One must forgive any time travel movie its occasional plot holes or lapses in logic. The thing about time travel, by its very nature, is it creates plot holes. In the language of the genre, they're called "temporal anomalies." If you've seen any "Star Trek" after the original series, you've likely heard of them. But good filmmakers are clever enough to disguise them or make them part of the story or at least divert your attention from them.

With "Looper," writer/director Rian Johnson ("Brick") tries a little of all three and delivers one of the smartest, most entertaining science-fiction films in years — and one of the best films of the past year. Add another to the list of Oscar snubs.

"Looper" (Blu-ray and DVD) is set in the near future, around 2044. A few decades later, in 2074, our narrator tells us, time travel will be invented — and immediately outlawed. This works about as well outlawing liquor in the 1920s or marijuana today. When the mob wants to off someone, it sends them back in time to the 2040s, where paid assassins await the easy, untraceable kill.

The ubiquitous Joseph Gordon-Levitt ("The Dark Knight Rises") plays Joe, one of the mob's hired guns in 2044. These hired guns are called "loopers" because when the mob of the future decides to cancel their contracts, it sends the loopers' older counterparts back in time to be killed by their younger selves, completing the loop and leaving no loose ends. In return, the younger version earns a windfall retirement package.

That may seem like a bad deal, but as Joe says, the job doesn't exactly attract forward-thinking people. It attracts reckless young punks who doubt they'll even live another 30 years.
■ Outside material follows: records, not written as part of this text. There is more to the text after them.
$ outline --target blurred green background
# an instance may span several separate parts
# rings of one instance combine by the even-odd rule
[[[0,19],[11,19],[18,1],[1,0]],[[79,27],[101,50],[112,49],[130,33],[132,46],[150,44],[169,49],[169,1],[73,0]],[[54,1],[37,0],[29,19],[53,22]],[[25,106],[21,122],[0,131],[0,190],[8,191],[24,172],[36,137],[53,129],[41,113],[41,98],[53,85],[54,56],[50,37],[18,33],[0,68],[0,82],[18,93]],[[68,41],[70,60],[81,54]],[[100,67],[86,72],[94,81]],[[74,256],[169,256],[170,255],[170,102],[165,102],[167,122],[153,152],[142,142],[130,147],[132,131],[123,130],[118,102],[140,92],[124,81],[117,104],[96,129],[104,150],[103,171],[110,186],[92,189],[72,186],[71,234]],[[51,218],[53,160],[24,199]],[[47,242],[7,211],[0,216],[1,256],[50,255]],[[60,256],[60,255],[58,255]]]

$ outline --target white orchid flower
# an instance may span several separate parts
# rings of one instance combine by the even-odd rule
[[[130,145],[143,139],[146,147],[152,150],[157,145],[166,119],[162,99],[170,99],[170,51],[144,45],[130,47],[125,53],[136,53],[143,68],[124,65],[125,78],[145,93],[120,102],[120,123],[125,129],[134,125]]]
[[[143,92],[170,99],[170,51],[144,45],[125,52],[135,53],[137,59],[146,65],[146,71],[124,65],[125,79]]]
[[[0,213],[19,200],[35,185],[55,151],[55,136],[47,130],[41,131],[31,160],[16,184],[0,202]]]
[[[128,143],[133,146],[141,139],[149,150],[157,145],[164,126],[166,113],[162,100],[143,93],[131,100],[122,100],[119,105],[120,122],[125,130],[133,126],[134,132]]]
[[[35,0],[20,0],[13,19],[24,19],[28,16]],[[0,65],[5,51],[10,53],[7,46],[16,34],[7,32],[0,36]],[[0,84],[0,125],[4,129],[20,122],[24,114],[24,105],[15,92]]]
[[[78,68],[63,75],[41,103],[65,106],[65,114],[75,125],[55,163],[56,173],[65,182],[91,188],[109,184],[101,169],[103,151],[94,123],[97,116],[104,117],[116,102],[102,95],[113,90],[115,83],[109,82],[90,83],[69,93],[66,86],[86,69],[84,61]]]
So, Joe lives the good life, while he can, bumping off people from the future and stockpiling silver until he suddenly finds his future self (Willis) on the other end of the gun.

And Old Joe does the unthinkable. He escapes.

Old Joe is trying to change the future, Young Joe is trying to kill Old Joe, and the mob — led by a charmingly droll Jeff Daniels ("The Newsroom") — is trying to eliminate both Joes. But that's not the half of it.

The bigger mystery comes into play when Young Joe, on the run, hides out with a young mother (Emily Blunt) and her brilliant but unsettling son, Cid (Pierce Gagnon).

Johnson pulls a few fast ones on us. First, he violates H.G. Wells' rule of science fiction: Change one thing and see what follows from it. Johnson changes two things. He introduces time travel, but he also posits humans who develop low-level telekinetic powers — an idea worth its own movie. It seems like a throwaway plot point at first, but it ends up being crucial.

Second, he covers up his biggest time-travel plot hole with a cinematic sleight of hand. If Old Joe escapes in 2044, how does Young Joe live out his life normally so he can he sent back in 2074? Johnson dodges the question by shifting the perspective. It goes from Young Joe to Old Joe remembering his days as Young Joe. It's a bit of a cheat, but all time travel stories are, and Johnson carries off his bait-and-switch so deftly you'd have to be a real curmudgeon to complain.

On the surface, "Looper" is a time-travel movie, but it's really about how we view the passage of time. Are we in it only for the short run? Can we sacrifice in the now for the sake of the future?

These are the sort of questions we ask ourselves all the time. We just don't have the future literally staring us in the face.

Thursday, January 24, 2013

Culture Shock: 01.24.13: 'Dredd' lays down the letter of the law

In the near future, Mega-City One stretches across the Eastern Seaboard. Within its concrete and steel canyons, hundreds of millions of people live, walled off from the war-ravaged wastelands to the west. Outside is desolation. Inside is a vast, crowded, chaotic city-state beset by warring gangs.

The only thing keeping law and order are the judges. Each one is judge, jury and, if the punishment fits the crime, executioner. They are the law. And the most feared judge of all is Judge Dredd.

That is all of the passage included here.